I have a User who receives an excel spreadsheet via email froman external vendor.
when she saves the file to our server, then opens the XLS she gets a " printer setup" dialogue window. however when I open it from the same location I do not get the printer window.

on checking her printer settings she has a printer set up, and her printer has the same settings as I have,as far asModel, printer type, paper orientation and paper size.

can anyone suggest what else i may need to check for to resolve this issue. 
I have considered removing all printers and see what result that has.

also could something be being saved in the document before we receive it that would be expecting a particular setup or printer when the file is opened?
(please be gentle with me this is my first posting,and i may not have covered)


----------



## Sporadic (Jun 16, 2009)

Is this file the only type of file that attempts to get her to print? Or do other file types do the same thing?? Also Do you have the same verison of everything that she does.. in other words do you have the same system specs as her?


----------



## computerman29642 (Dec 4, 2007)

Is there any VBA code within the workbook?


----------



## VMA_support (Jul 7, 2009)

In responce to all your suggestions:
Yes the PC's and OS, and office versions are all the same.
we have a standard environment ( not that that means much in some cases as 2 identical PC's will perfomr differently) but in this case appsmand Versions etc are the same....
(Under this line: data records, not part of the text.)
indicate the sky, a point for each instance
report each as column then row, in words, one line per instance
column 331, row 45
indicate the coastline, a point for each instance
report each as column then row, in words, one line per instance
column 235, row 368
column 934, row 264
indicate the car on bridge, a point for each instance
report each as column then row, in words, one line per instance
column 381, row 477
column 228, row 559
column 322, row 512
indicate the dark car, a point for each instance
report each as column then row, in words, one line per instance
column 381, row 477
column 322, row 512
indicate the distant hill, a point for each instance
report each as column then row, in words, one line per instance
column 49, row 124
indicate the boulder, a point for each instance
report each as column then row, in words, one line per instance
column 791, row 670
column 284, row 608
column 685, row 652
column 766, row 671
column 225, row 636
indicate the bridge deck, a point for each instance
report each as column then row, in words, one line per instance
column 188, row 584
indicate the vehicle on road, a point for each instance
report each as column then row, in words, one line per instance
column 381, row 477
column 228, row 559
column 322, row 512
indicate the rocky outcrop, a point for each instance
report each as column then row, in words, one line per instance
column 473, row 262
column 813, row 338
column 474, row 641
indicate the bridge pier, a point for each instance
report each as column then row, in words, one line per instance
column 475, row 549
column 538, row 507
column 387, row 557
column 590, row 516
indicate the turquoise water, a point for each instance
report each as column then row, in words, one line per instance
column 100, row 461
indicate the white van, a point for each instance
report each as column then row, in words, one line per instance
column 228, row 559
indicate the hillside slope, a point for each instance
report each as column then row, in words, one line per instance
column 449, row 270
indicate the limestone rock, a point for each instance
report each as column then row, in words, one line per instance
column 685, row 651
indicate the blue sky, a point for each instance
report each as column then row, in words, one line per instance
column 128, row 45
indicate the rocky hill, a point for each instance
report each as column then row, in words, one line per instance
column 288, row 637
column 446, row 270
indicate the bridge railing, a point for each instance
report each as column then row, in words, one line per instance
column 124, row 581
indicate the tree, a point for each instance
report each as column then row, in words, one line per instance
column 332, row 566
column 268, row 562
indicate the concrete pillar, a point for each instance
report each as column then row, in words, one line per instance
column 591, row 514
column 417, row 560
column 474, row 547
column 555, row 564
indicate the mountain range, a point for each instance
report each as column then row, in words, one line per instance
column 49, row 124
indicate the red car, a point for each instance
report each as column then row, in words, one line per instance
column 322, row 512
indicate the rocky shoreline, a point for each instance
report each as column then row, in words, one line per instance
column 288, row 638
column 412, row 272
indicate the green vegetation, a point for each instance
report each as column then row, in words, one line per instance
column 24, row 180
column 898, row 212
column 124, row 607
As far as VBA in the file. I will have to check, and Yes ths is the only file of any type that ask for a pritner setup. Xls. or otherwise


----------



## Sporadic (Jun 16, 2009)

If she saves it to her hard disk and attempts to open it from there does it do the same thing?? Does right-clicking and selecting open with Excel result in the printer thing still comming up?


----------



## slurpee55 (Oct 20, 2004)

VBA seems most likely. The only other thing that comes to mind - and it seems farfetched - is that she does not have her printer set as her default printer. Excel "looks" for the default printer in order to understand how the printed version will look in print preview.


----------



## VMA_support (Jul 7, 2009)

Thanks for all your assistance, it seems that whatever was the cause is no longer occuring in the recent files we have received... Another mystery to add to the Cornucopia of MSoffice What the's...


----------



## alucard13666 (Jul 21, 2009)

I had a similar problem as well with an Excel sheet a user had downloaded from the internet. It wound up being the default printer he was using. If I would switch it from what he had to something else the dialog box would go away. I ended up just deleting and re-adding the printer that was causing the problem and it fixed this. Hope this helps if it resurfaces for you.


----------